After locking down earlier than most for the first wave, prime minister António Costa’s government has been trying to walk a fine line between protecting Portugal’s national health system and equally vulnerable economy. The country of 10 million is only slowly descending from a peak of more than 5,000 new cases a day and has one of the highest per capita infection rates in Europe. The hunger strikers have been denied an audience but economy minister Pedro Siza Vieira has agreed to sit down with more “formal” groups representing the sector.
The government points to more than €1bn worth of grants and loans available to the sector in the form of wage subsidies, partial compensation for weekend profit losses, and other measures. Commercial rent subsidies of up to 50 per cent for small and medium businesses hardest hit by the pandemic were approved last Wednesday.
As the weekend curfew continues in Lisbon, Porto and 111 other municipalities with a high infection rate, cafes and supermarkets are often packed and some people simply meet their family earlier in the day.
But according to widely respected epidemiologist Baltazar Nunes, speaking at a meeting of politicians and experts earlier this month, the weekend restrictions, which have also included temporary bans on travelling outside of the local council, have contributed to slowing the spread.

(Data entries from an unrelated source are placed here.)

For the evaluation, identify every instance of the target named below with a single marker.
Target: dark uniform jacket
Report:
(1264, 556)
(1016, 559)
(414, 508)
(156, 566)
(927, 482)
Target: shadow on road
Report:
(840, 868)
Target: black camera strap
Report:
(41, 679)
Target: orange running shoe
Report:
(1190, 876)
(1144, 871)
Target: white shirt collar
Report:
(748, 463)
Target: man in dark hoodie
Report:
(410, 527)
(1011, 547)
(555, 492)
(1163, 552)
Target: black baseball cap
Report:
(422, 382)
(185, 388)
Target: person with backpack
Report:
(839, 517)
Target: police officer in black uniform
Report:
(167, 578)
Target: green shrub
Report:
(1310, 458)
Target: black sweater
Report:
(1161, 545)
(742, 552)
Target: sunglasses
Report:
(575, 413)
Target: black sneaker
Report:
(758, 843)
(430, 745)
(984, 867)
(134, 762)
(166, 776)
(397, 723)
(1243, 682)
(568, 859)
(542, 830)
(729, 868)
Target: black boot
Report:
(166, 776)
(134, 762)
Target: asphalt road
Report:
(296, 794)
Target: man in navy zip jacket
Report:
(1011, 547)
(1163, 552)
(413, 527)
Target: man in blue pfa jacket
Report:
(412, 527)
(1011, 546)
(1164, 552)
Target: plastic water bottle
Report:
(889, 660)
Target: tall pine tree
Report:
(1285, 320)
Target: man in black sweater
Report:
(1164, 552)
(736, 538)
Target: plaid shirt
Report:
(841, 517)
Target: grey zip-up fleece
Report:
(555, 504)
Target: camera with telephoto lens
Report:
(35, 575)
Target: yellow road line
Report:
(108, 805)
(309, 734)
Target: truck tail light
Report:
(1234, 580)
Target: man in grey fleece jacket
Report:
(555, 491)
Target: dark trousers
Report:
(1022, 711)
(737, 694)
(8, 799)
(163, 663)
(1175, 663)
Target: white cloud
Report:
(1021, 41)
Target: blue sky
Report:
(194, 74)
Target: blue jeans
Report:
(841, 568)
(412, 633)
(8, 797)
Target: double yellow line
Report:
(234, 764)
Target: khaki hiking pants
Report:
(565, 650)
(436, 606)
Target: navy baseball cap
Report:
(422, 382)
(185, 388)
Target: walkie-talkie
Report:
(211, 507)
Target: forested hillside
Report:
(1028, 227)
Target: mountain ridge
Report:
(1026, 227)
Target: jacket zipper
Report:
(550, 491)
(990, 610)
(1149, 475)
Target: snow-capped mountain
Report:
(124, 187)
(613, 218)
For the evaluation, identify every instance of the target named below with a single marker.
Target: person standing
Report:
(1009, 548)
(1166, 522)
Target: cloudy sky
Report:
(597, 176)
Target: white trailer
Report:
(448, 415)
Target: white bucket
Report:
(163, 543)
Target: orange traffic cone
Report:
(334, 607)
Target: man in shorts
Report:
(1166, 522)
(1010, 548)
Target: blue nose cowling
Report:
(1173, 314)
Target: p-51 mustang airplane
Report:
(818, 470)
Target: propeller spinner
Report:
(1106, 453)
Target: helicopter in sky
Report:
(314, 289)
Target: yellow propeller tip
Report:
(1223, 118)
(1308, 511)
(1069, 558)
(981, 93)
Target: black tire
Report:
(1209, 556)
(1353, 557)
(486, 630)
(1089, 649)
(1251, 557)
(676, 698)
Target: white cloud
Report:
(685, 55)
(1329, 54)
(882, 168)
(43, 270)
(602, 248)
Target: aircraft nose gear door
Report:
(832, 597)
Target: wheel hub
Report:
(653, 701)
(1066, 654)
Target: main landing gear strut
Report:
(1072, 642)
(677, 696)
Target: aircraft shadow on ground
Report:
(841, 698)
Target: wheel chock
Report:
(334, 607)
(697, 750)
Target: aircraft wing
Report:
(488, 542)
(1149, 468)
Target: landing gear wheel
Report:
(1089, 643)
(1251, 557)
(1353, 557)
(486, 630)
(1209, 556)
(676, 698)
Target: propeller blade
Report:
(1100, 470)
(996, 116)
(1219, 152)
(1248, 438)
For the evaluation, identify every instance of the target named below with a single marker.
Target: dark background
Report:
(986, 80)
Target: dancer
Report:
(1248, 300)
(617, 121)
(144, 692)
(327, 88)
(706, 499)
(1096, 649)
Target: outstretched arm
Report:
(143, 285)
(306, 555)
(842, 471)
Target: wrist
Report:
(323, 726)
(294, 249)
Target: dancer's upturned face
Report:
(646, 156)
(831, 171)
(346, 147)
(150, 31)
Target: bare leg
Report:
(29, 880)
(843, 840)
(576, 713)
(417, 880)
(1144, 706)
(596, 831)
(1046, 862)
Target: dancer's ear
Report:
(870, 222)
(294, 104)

Back outside Taberna do Calhau, Mr Phillips is chatting with product designer Tiago Tomás and Miguel Cadete, deputy director of major Portuguese newspaper Expresso and a close friend of Mr Calhau.
“I think we can all agree absolutely that these restrictions are total b******s,” Mr Phillips asserts.
The two Portuguese insist the measures are necessary but the restaurant industry needs more help.
In either case, Mr Tomás says, the Portuguese have a famous capacity to adapt to tough situations.
“One of the good things that Covid brings is disrupting what you consider lunch and dinner as a moment of the day,” he says.
“And so yeah, you simply have to readapt, to readjust yourself to the environment and the constraints that you have.”